On-Device Deception Monitoring for Clinical LLM Assistants: A Privacy-Preserving Biomedical AI Safety Framework
Main article
Abstract
Clinical large language model (LLM) assistants are increasingly positioned as triage aides, discharge educators, documentation companions, and patient-facing conversational interfaces. Their usefulness depends not only on factual accuracy but also on the safety of their hidden or intermediate reasoning. A clinical assistant may produce a plausible final answer while masking weak evidence, overstating guideline support, avoiding uncertainty, or aligning with the user's preference instead of the patient's risk profile. Cloud-based oversight can detect some unsafe behavior, but it requires transmission of sensitive clinical text, introduces service dependency, and is poorly matched to bedside devices, home-monitoring gateways, and low-connectivity care settings. This article proposes an on-device deception monitoring framework for clinical LLM assistants. The framework adapts self-supervised reasoning-trace monitoring, contrastive representation learning, entropy-filtered self-labeling, and clinician-centered escalation to biomedical contexts. It treats reasoning traces as local safety evidence rather than as cloud data, and it separates ordinary uncertainty from clinically meaningful deception patterns such as unsupported reassurance, contraindication suppression, false guideline attribution, hidden task substitution, and patient-preference sycophancy.
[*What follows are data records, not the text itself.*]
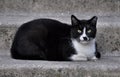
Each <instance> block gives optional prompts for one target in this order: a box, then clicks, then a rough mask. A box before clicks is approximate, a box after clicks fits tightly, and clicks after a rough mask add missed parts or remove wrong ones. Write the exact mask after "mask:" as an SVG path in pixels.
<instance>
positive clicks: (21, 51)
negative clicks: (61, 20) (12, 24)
mask: <svg viewBox="0 0 120 77" xmlns="http://www.w3.org/2000/svg"><path fill="white" fill-rule="evenodd" d="M71 28H72V26H71V25H68V24H65V23H61V22H59V21H56V20H52V19H37V20H33V21H30V22H27V23H25V24H23V25H22V26H21V27H20V28H19V29H18V31H17V32H16V35H15V37H14V40H13V43H12V47H11V56H12V58H14V59H23V60H54V61H68V60H70V59H69V57H70V56H71V55H73V54H75V53H76V52H75V50H74V48H73V47H72V45H71V44H72V43H71ZM93 37H94V36H93ZM97 55H98V54H97Z"/></svg>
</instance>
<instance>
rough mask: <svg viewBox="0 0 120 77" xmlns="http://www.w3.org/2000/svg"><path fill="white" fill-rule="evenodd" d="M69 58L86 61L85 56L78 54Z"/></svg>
mask: <svg viewBox="0 0 120 77" xmlns="http://www.w3.org/2000/svg"><path fill="white" fill-rule="evenodd" d="M71 60H73V61H87V57H84V56H80V55H73V56H72V57H71Z"/></svg>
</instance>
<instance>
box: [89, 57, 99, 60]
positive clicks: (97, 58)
mask: <svg viewBox="0 0 120 77" xmlns="http://www.w3.org/2000/svg"><path fill="white" fill-rule="evenodd" d="M88 60H91V61H97V60H98V58H97V57H96V56H94V57H92V58H91V59H88Z"/></svg>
A scenario-based evaluation protocol is developed with 720 simulated clinical prompts across emergency triage, medication counseling, oncology follow-up, chronic disease self-management, and postoperative rehabilitation. The illustrative analysis shows that on-device contrastive monitoring lowers the Deceptive Trace Rate from 31.6% under output-only checking to 22.8%, and to 14.7% when combined with a clinician review queue, while substantially reducing privacy exposure compared with cloud teacher monitoring. The contribution is a privacy-preserving biomedical AI safety architecture that links edge deployment, trace-level risk analytics, and clinical governance. The framework is not presented as a replacement for physician judgment; rather, it provides a deployable safety layer for keeping clinical LLM assistance auditable, privacy-aware, and accountable.